Characterisation of the leukaemia-associated ETO homologues

University dissertation from Division of Hematology and Transfusion Medicine, Department of Laboratory Medicine, Lund University

Abstract: Acute myeloid leukemia (AML) is commonly associated with balanced chromosomal translocations. Characteristically, these translocations lead to the fusion of two unrelated genes, resulting in the expression of an aberrant fusion protein. t(8;21) is one of the most common translocations found in patients with AML. It results in the expression of the chimeric protein AML1-ETO. AML1 is a transcription factor of crucial importance during hematopoiesis. The function of the fusion partner eight-twenty-one (ETO) is much less understood. The aim of this thesis was to characterise ETO and its two homologues, myeloid translocation gene 16 (MTG16) and myeloid translocation gene related protein 1 (MTGR1), to elucidate their role in normal and disregulated hematopoiesis. We studied the interaction patterns of the ETO homologues as well as their expression pattern in hematopoietic cells. We also examined the consequences of upregulation or downregulation of the proteins. We found that all the ETO homologues as well as AML1-ETO can interact with each other as determined by IP-Western experiments. We also found that the ETO homologues, but not AML1-ETO can bind to the corepressor SIN3B. The proposed interactions of the ETO homologues might have implications for the onset of leukaemia, since it opens up for an AML1-ETO mediated disturbance of ETO homologue function as well as a regulation of AML1-ETO function by the ETO homologues.

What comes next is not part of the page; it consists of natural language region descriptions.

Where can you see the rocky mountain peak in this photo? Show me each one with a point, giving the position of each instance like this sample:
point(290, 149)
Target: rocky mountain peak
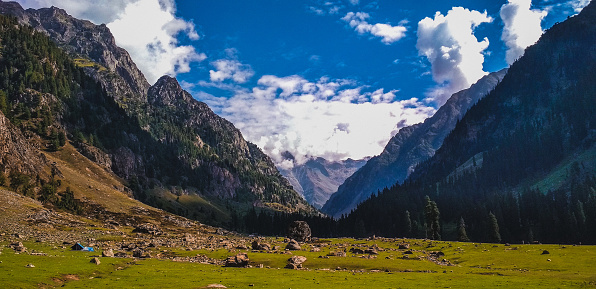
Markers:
point(83, 39)
point(167, 91)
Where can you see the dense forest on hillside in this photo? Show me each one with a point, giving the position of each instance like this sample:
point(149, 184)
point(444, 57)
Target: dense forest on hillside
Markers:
point(520, 166)
point(52, 99)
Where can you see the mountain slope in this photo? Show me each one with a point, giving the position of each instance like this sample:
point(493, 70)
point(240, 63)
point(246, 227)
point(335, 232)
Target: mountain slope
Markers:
point(410, 146)
point(530, 143)
point(158, 137)
point(317, 179)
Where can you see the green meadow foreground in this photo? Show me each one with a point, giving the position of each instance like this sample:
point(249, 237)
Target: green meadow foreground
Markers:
point(464, 265)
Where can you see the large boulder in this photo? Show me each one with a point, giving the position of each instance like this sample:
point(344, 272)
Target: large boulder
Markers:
point(257, 245)
point(295, 262)
point(240, 260)
point(299, 231)
point(293, 246)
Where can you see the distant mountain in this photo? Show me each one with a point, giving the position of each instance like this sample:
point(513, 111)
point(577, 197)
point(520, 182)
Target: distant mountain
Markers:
point(521, 164)
point(171, 149)
point(318, 178)
point(410, 146)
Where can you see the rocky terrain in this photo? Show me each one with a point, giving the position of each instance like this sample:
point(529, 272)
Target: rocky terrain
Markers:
point(409, 147)
point(318, 179)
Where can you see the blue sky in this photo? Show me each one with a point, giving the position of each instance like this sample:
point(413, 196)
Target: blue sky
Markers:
point(333, 78)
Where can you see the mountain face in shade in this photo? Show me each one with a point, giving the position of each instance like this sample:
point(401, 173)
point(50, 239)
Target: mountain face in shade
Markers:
point(410, 146)
point(158, 138)
point(318, 178)
point(522, 158)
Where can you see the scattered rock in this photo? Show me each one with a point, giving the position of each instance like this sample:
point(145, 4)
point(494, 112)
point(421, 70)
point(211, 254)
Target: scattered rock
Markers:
point(371, 251)
point(137, 253)
point(257, 245)
point(356, 251)
point(240, 260)
point(295, 262)
point(293, 246)
point(300, 231)
point(148, 228)
point(107, 253)
point(18, 247)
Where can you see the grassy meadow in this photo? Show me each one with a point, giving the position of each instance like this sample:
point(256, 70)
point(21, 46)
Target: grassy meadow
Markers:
point(470, 265)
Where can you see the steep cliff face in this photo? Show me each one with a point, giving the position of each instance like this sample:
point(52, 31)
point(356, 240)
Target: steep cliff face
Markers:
point(17, 154)
point(155, 135)
point(87, 41)
point(410, 146)
point(317, 179)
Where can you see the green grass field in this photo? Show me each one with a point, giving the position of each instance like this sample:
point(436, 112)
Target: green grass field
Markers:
point(472, 266)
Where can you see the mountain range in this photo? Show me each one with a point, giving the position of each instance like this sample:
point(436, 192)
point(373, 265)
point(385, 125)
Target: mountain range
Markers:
point(317, 179)
point(409, 147)
point(519, 166)
point(171, 150)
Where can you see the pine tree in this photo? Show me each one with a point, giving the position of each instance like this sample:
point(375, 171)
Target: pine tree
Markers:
point(494, 235)
point(432, 214)
point(462, 236)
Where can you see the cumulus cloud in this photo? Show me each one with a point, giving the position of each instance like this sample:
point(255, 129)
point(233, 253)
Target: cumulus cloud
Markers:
point(147, 29)
point(230, 68)
point(388, 33)
point(522, 27)
point(578, 5)
point(334, 119)
point(455, 54)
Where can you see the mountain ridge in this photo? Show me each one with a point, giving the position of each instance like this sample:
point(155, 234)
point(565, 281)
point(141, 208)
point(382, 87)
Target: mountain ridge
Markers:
point(410, 146)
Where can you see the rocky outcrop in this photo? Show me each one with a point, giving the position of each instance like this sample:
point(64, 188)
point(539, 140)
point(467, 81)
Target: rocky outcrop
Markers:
point(317, 179)
point(299, 230)
point(410, 146)
point(16, 154)
point(81, 38)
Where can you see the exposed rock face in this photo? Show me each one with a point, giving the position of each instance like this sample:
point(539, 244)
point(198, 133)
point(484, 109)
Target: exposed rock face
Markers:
point(83, 38)
point(16, 154)
point(299, 230)
point(165, 127)
point(240, 260)
point(295, 262)
point(410, 146)
point(317, 179)
point(293, 246)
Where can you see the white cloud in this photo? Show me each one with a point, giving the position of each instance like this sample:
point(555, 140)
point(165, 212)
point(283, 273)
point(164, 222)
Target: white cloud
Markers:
point(522, 27)
point(147, 29)
point(230, 68)
point(455, 54)
point(388, 33)
point(578, 5)
point(334, 119)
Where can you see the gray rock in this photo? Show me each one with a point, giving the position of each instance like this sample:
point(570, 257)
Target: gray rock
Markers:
point(300, 231)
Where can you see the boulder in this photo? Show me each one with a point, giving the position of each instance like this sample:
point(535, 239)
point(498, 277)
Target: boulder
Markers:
point(107, 253)
point(356, 251)
point(300, 231)
point(257, 245)
point(240, 260)
point(137, 253)
point(148, 228)
point(295, 262)
point(293, 246)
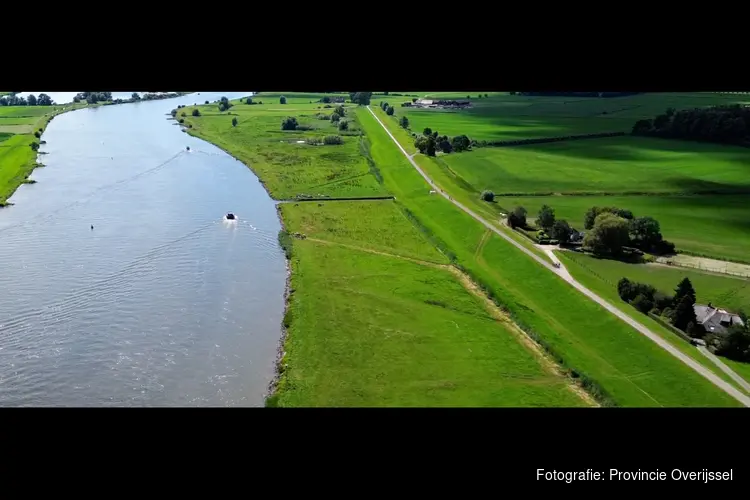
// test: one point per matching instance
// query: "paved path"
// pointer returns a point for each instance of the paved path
(564, 274)
(723, 367)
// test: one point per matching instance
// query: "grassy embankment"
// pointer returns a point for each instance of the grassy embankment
(377, 316)
(653, 177)
(601, 275)
(627, 367)
(18, 126)
(587, 337)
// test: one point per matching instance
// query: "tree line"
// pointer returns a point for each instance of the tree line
(611, 230)
(31, 100)
(576, 94)
(679, 310)
(718, 124)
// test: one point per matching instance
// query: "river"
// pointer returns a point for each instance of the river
(163, 302)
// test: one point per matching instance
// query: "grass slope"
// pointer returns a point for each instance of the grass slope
(725, 291)
(717, 226)
(505, 117)
(630, 368)
(285, 167)
(375, 330)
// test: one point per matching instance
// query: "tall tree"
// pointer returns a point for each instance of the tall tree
(546, 217)
(684, 313)
(684, 289)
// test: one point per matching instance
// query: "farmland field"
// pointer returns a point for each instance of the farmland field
(506, 117)
(630, 368)
(374, 329)
(723, 291)
(292, 169)
(377, 316)
(612, 165)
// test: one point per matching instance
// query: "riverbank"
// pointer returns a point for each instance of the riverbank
(24, 127)
(376, 314)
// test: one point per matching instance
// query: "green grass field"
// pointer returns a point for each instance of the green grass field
(613, 165)
(732, 293)
(506, 117)
(717, 226)
(376, 320)
(629, 367)
(287, 168)
(377, 317)
(17, 127)
(374, 329)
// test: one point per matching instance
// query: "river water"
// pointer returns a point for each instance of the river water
(163, 302)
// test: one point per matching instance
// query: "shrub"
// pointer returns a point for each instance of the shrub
(332, 140)
(488, 195)
(289, 123)
(642, 303)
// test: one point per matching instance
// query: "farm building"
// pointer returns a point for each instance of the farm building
(715, 320)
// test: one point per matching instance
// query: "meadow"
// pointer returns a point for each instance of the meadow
(502, 116)
(599, 277)
(730, 292)
(18, 124)
(697, 191)
(286, 165)
(377, 316)
(369, 326)
(607, 166)
(717, 226)
(627, 368)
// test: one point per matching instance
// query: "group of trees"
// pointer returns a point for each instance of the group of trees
(224, 104)
(360, 98)
(32, 100)
(611, 229)
(93, 97)
(550, 228)
(387, 108)
(679, 308)
(431, 141)
(720, 124)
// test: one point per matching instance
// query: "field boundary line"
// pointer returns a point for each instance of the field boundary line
(563, 273)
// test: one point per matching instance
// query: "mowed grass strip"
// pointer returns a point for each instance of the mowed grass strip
(716, 226)
(16, 163)
(373, 330)
(612, 165)
(286, 167)
(631, 369)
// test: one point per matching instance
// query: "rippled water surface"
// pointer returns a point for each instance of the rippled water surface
(163, 303)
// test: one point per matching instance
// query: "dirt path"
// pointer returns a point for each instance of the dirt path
(563, 273)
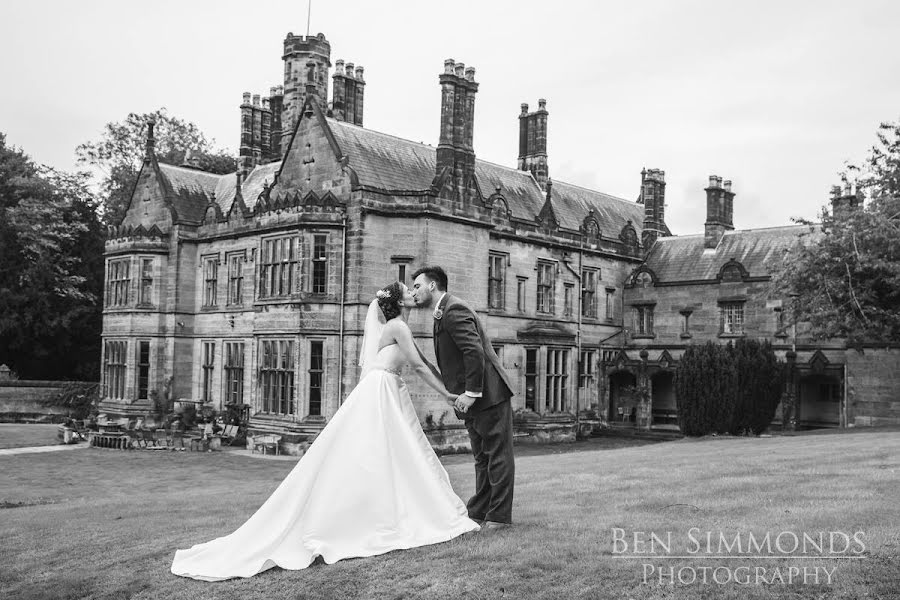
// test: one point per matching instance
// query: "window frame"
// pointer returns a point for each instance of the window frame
(556, 380)
(118, 282)
(283, 273)
(546, 286)
(210, 265)
(726, 325)
(319, 279)
(277, 377)
(235, 292)
(590, 278)
(145, 288)
(497, 263)
(316, 378)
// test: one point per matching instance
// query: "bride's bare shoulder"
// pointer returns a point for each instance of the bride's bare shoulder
(397, 325)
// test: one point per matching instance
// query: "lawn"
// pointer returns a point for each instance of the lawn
(105, 524)
(19, 435)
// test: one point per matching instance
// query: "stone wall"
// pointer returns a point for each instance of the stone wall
(873, 386)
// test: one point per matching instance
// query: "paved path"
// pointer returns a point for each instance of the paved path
(37, 449)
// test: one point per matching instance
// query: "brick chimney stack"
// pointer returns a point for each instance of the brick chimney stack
(245, 153)
(533, 143)
(719, 210)
(844, 200)
(348, 89)
(455, 152)
(653, 197)
(276, 107)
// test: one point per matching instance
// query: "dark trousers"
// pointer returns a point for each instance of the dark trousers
(491, 435)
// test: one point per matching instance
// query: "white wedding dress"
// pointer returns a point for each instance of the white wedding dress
(369, 484)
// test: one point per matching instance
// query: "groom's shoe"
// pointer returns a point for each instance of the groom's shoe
(491, 526)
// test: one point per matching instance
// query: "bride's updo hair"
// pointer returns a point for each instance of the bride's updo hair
(389, 298)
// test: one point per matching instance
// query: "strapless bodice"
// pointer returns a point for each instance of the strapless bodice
(389, 359)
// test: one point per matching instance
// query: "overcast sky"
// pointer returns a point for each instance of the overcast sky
(776, 96)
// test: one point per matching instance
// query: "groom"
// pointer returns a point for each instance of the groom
(470, 367)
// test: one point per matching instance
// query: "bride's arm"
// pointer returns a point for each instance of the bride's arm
(413, 355)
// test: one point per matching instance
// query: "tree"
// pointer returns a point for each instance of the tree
(119, 152)
(846, 281)
(51, 270)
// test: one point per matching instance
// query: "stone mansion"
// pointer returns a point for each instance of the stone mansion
(251, 288)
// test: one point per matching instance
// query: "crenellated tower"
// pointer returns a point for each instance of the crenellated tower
(533, 143)
(307, 60)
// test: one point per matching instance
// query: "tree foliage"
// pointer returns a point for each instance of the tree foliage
(51, 270)
(846, 279)
(120, 150)
(728, 389)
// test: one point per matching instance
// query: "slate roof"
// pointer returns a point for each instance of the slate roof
(684, 258)
(392, 164)
(571, 204)
(193, 189)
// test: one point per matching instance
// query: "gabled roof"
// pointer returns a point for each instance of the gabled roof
(684, 258)
(389, 163)
(572, 204)
(192, 190)
(251, 187)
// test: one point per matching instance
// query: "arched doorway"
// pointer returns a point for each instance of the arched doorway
(620, 406)
(663, 408)
(819, 402)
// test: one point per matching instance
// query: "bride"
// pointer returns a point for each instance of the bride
(369, 484)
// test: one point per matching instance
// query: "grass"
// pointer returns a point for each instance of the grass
(105, 524)
(21, 435)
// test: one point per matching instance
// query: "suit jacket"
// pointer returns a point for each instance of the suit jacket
(466, 357)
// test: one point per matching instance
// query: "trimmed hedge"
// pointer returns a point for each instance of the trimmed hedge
(728, 389)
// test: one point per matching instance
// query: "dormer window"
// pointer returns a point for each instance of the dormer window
(643, 279)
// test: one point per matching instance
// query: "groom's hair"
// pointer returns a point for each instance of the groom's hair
(436, 274)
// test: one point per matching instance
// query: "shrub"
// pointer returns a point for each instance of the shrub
(728, 389)
(759, 383)
(77, 397)
(704, 388)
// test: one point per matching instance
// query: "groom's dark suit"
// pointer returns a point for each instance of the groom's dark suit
(468, 363)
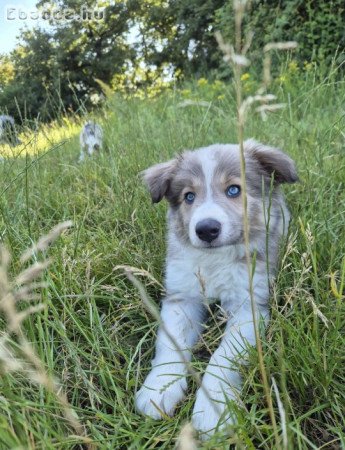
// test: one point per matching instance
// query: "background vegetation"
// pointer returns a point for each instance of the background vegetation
(141, 43)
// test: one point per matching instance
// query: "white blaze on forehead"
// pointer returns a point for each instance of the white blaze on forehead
(209, 208)
(208, 163)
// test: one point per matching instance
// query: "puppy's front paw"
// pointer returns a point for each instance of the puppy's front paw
(162, 390)
(212, 412)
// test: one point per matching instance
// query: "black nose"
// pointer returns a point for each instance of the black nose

Examination of the expression patterns of ETO homologues in hematopoetic cells show that the expression of ETO is restricted to erythroid cells, suggesting a role for ETO in erythropoiesis. MTG16 and MTGR1 are ubiquitously expressed in hematopoietic cells. However, the expression of MTG16 decresases during erythroid and granulocytic differentiation, suggesting a role for MTG16 in early hematopoiesis. Furthermore, the differential expression of the ETO homologues in hematopoetic cells implies a specific function for each protein in hematopoiesis. Attempts to knock-down MTG16 show a discrepancy between RNA levels and protein levels,which could propose a mechanism to keep the expression of MTG16 constant. Finally, overexpression experiments indicate a role for ETO in proliferation and apoptosis.